C'EST CA L'AMOUR (Claire Burger, 27 mar) LLL
Agent de la fonction publique dans une sous-préfecture, voilà comment se présente, à plusieurs reprises, Mario, notamment dans une petite troupe de théâtre dans laquelle il va essayer de se trouver. Car, pour l'instant, il est aussi et surtout un père de famille qui doit élever seul ses deux filles adolescentes, alors que sa femme a besoin de s'éloigner d'eux. Le scénario est loin d'être révolutionnaire, la mise en scène ne fait pas non plus dans l'ostentation, et pourtant il y a une alchimie qui se déploie et rend le film assez attachant. Ce qui frappe, c'est moins ce qui arrive aux personnages que les forces et les vulnérabilités qui les traversent, ils sont formidablement écrits, loin des conventions ou des stéréotypes. Bouli Lanners trouve un de ses meilleurs rôles, mais toujours à l'écoute de ses partenaires de jeu (Cécile Remy-Boutang et les jeunes Justine Lacroix et Sarah Henochsberg).

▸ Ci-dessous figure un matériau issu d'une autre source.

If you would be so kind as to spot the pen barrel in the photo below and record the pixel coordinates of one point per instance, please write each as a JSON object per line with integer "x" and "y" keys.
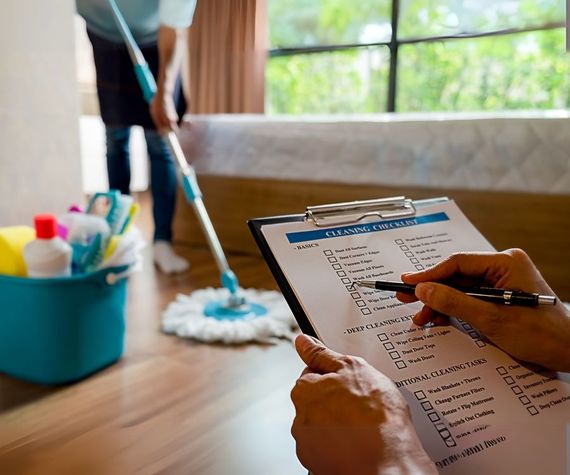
{"x": 507, "y": 297}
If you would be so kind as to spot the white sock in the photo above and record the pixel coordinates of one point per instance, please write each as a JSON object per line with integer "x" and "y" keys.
{"x": 167, "y": 260}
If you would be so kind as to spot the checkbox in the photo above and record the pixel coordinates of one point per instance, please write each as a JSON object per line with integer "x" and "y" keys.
{"x": 525, "y": 400}
{"x": 516, "y": 389}
{"x": 394, "y": 355}
{"x": 449, "y": 441}
{"x": 434, "y": 417}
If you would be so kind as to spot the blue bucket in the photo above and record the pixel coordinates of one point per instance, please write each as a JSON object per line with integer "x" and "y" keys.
{"x": 60, "y": 330}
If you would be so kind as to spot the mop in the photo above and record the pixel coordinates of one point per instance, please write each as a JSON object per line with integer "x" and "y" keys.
{"x": 229, "y": 314}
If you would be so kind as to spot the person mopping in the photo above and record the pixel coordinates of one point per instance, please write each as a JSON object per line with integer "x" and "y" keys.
{"x": 157, "y": 27}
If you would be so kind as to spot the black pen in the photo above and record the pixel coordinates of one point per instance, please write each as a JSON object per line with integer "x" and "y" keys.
{"x": 490, "y": 294}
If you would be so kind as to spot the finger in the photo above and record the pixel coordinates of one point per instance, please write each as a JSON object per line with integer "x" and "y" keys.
{"x": 316, "y": 355}
{"x": 452, "y": 302}
{"x": 468, "y": 264}
{"x": 441, "y": 320}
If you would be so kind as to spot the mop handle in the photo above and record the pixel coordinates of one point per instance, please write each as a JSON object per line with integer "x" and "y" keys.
{"x": 189, "y": 182}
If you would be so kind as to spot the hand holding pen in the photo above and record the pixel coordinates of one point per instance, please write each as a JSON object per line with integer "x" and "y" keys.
{"x": 539, "y": 334}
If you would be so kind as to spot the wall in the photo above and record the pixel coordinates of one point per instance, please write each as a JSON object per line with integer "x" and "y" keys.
{"x": 40, "y": 168}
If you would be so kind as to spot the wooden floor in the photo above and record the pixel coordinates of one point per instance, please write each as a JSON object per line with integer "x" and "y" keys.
{"x": 168, "y": 406}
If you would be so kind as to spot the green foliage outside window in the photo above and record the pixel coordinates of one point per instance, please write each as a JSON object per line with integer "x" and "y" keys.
{"x": 516, "y": 71}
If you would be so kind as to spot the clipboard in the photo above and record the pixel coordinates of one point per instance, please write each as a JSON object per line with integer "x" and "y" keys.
{"x": 461, "y": 391}
{"x": 328, "y": 215}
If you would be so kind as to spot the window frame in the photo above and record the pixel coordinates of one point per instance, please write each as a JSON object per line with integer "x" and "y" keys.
{"x": 395, "y": 43}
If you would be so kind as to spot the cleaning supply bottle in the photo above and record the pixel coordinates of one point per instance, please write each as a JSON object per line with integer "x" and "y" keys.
{"x": 48, "y": 255}
{"x": 12, "y": 242}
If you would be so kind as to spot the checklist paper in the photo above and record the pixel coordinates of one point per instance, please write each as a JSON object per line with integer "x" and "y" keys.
{"x": 475, "y": 408}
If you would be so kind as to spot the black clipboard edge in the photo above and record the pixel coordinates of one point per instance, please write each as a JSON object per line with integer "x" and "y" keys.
{"x": 255, "y": 226}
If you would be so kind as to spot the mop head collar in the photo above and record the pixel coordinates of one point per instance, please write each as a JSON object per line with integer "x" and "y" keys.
{"x": 209, "y": 315}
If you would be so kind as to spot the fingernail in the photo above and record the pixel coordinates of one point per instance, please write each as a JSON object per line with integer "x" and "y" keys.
{"x": 424, "y": 291}
{"x": 303, "y": 341}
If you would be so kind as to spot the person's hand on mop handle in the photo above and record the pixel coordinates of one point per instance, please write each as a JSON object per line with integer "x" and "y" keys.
{"x": 538, "y": 335}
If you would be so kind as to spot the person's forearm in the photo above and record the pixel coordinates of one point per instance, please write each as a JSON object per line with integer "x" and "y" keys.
{"x": 169, "y": 49}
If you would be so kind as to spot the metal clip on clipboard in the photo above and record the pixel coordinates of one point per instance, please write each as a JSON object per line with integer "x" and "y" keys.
{"x": 352, "y": 212}
{"x": 355, "y": 211}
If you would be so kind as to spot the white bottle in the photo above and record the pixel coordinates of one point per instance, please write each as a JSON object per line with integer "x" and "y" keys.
{"x": 48, "y": 255}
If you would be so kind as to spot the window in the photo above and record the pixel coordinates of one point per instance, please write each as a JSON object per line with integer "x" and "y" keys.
{"x": 337, "y": 56}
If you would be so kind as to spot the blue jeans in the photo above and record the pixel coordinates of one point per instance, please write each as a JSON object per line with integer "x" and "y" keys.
{"x": 162, "y": 174}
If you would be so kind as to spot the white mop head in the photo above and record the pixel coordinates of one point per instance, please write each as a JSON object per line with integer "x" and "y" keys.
{"x": 185, "y": 318}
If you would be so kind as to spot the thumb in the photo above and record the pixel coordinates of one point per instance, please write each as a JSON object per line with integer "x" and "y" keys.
{"x": 317, "y": 356}
{"x": 454, "y": 303}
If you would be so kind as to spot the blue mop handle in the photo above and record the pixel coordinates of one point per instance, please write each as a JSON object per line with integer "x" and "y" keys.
{"x": 146, "y": 81}
{"x": 142, "y": 71}
{"x": 189, "y": 183}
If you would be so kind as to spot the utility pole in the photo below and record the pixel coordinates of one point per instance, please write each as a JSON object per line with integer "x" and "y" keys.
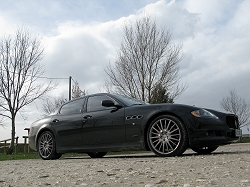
{"x": 70, "y": 78}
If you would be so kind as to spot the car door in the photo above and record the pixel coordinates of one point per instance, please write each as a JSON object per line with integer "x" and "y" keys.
{"x": 108, "y": 122}
{"x": 68, "y": 123}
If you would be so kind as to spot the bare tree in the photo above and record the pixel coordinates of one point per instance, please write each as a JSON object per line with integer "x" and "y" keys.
{"x": 160, "y": 95}
{"x": 19, "y": 73}
{"x": 236, "y": 105}
{"x": 76, "y": 91}
{"x": 146, "y": 59}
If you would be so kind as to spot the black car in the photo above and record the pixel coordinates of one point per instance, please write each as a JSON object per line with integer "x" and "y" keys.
{"x": 96, "y": 124}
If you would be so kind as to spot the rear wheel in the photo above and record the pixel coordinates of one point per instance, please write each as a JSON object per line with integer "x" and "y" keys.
{"x": 97, "y": 154}
{"x": 167, "y": 136}
{"x": 204, "y": 150}
{"x": 47, "y": 146}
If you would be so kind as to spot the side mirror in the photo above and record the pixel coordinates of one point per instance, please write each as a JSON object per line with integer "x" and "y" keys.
{"x": 108, "y": 103}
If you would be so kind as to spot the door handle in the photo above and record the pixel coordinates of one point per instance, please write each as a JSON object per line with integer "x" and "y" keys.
{"x": 87, "y": 117}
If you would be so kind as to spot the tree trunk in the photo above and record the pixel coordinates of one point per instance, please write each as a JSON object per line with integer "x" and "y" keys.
{"x": 13, "y": 132}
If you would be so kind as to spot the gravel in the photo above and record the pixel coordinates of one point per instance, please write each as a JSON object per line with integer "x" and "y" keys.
{"x": 228, "y": 166}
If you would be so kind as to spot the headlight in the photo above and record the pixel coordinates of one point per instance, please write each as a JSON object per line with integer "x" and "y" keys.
{"x": 203, "y": 113}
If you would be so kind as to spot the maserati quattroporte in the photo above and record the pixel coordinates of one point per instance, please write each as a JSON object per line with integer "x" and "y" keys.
{"x": 99, "y": 123}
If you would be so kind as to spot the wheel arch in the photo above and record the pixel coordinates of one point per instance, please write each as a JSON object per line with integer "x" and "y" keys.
{"x": 154, "y": 117}
{"x": 41, "y": 130}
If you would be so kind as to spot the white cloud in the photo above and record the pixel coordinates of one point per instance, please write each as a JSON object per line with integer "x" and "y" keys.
{"x": 214, "y": 34}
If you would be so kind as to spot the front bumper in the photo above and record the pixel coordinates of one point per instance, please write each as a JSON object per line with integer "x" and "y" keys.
{"x": 215, "y": 132}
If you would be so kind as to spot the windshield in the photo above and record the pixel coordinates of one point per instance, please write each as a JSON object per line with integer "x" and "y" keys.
{"x": 129, "y": 101}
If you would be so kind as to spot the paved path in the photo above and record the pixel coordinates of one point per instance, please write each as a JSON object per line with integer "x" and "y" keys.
{"x": 227, "y": 166}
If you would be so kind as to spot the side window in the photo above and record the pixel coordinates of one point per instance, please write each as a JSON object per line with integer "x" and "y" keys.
{"x": 74, "y": 107}
{"x": 95, "y": 103}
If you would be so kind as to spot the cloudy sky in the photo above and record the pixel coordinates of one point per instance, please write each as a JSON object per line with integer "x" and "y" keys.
{"x": 82, "y": 36}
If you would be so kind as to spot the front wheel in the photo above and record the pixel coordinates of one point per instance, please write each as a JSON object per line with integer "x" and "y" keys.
{"x": 47, "y": 146}
{"x": 97, "y": 154}
{"x": 204, "y": 150}
{"x": 167, "y": 136}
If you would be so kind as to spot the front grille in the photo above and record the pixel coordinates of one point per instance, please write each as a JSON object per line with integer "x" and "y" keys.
{"x": 232, "y": 121}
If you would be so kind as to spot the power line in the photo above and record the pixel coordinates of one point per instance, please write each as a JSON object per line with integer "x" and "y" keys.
{"x": 38, "y": 76}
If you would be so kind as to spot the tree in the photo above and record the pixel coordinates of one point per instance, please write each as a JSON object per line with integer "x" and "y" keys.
{"x": 146, "y": 59}
{"x": 238, "y": 106}
{"x": 19, "y": 73}
{"x": 76, "y": 91}
{"x": 160, "y": 95}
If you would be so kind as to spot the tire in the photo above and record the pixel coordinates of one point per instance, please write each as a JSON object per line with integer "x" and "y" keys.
{"x": 167, "y": 136}
{"x": 204, "y": 150}
{"x": 97, "y": 154}
{"x": 47, "y": 146}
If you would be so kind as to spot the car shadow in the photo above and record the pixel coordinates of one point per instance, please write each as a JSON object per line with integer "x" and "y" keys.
{"x": 188, "y": 153}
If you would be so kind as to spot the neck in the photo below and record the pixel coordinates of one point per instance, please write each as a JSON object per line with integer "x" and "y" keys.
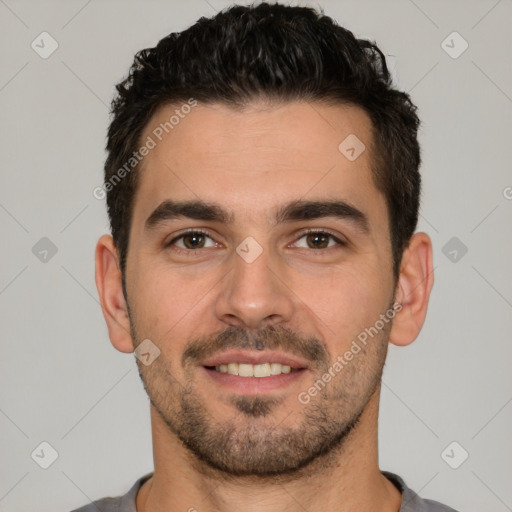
{"x": 343, "y": 480}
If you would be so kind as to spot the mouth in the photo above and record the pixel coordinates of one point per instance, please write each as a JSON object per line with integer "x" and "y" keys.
{"x": 262, "y": 370}
{"x": 253, "y": 373}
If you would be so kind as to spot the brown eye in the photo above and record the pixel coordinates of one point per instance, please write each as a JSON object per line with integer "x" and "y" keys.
{"x": 318, "y": 240}
{"x": 192, "y": 240}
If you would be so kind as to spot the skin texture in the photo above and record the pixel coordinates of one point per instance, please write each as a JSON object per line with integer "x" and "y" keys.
{"x": 216, "y": 448}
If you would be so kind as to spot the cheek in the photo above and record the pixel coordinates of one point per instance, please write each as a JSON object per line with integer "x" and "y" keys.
{"x": 346, "y": 302}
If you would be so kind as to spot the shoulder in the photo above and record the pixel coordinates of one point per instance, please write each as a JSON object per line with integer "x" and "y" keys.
{"x": 125, "y": 503}
{"x": 103, "y": 505}
{"x": 412, "y": 502}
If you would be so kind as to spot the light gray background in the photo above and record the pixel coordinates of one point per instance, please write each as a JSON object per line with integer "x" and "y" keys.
{"x": 62, "y": 381}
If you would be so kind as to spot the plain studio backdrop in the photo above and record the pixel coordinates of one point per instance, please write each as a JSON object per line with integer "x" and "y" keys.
{"x": 446, "y": 409}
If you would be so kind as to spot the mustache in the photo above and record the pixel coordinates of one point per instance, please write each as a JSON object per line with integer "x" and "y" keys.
{"x": 269, "y": 338}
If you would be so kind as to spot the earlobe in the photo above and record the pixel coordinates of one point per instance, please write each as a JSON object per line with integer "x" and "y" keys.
{"x": 113, "y": 304}
{"x": 413, "y": 290}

MA VIE AVEC JOHN F. DONOVAN (Xavier Dolan, 13 mar) LL
Ayant déménagé en Grande-Bretagne, un jeune enfant acteur entretient une relation épistolaire avec la vedette d'une série américaine, qui cache publiquement son homosexualité, et qu'il ne rencontrera jamais. Tous les deux ont des rapports paradoxaux et compliqués avec leurs mères respectives... C'est le premier film de Dolan tourné en langue anglaise, mais on y retrouve avec délice toutes les thématiques de son univers (voire de sa vie personnelle). Sa cinéphilie, populaire, ose faire rimer Kubrick (on entend le Beau Danube bleu lorsqu'un personnage converse au téléphone avec un certain Hal, comme dans 2001...) avec Titanic (on y recueille le récit d'un survivant d'une tragédie). En revanche, il y a des scories, une sorte de clip dans la salle de bain peu convaincant, et une direction d'acteurs qui semble parfois découler d'un soap (moult expressions faciales pour déclamer une demi-phrase...).

LES TEMOINS DE LENSDORF (Amichai Greenberg, 13 mar) LL
Un historien juif orthodoxe enquête sur un massacre qui aurait eu lieu dans le village de Lensdorf en Autriche, au crépuscule de la Seconde Guerre mondiale. Ses recherches s'accélèrent lorsqu'il se voit assigner un ultimatum : faute de preuves tangibles, le site sera bétonné sous quinzaine... Cette course contre la montre n'empêche pas sa quête de devenir également une interrogation sur son identité, à la suite de découvertes sur sa famille... Pour son premier long métrage, Amichai Greenberg a choisi un sujet très vaste et très personnel, forcément intéressant, mais que la mise en scène, trop peu inspirée, n'arrive pas à transcender comme il le faudrait.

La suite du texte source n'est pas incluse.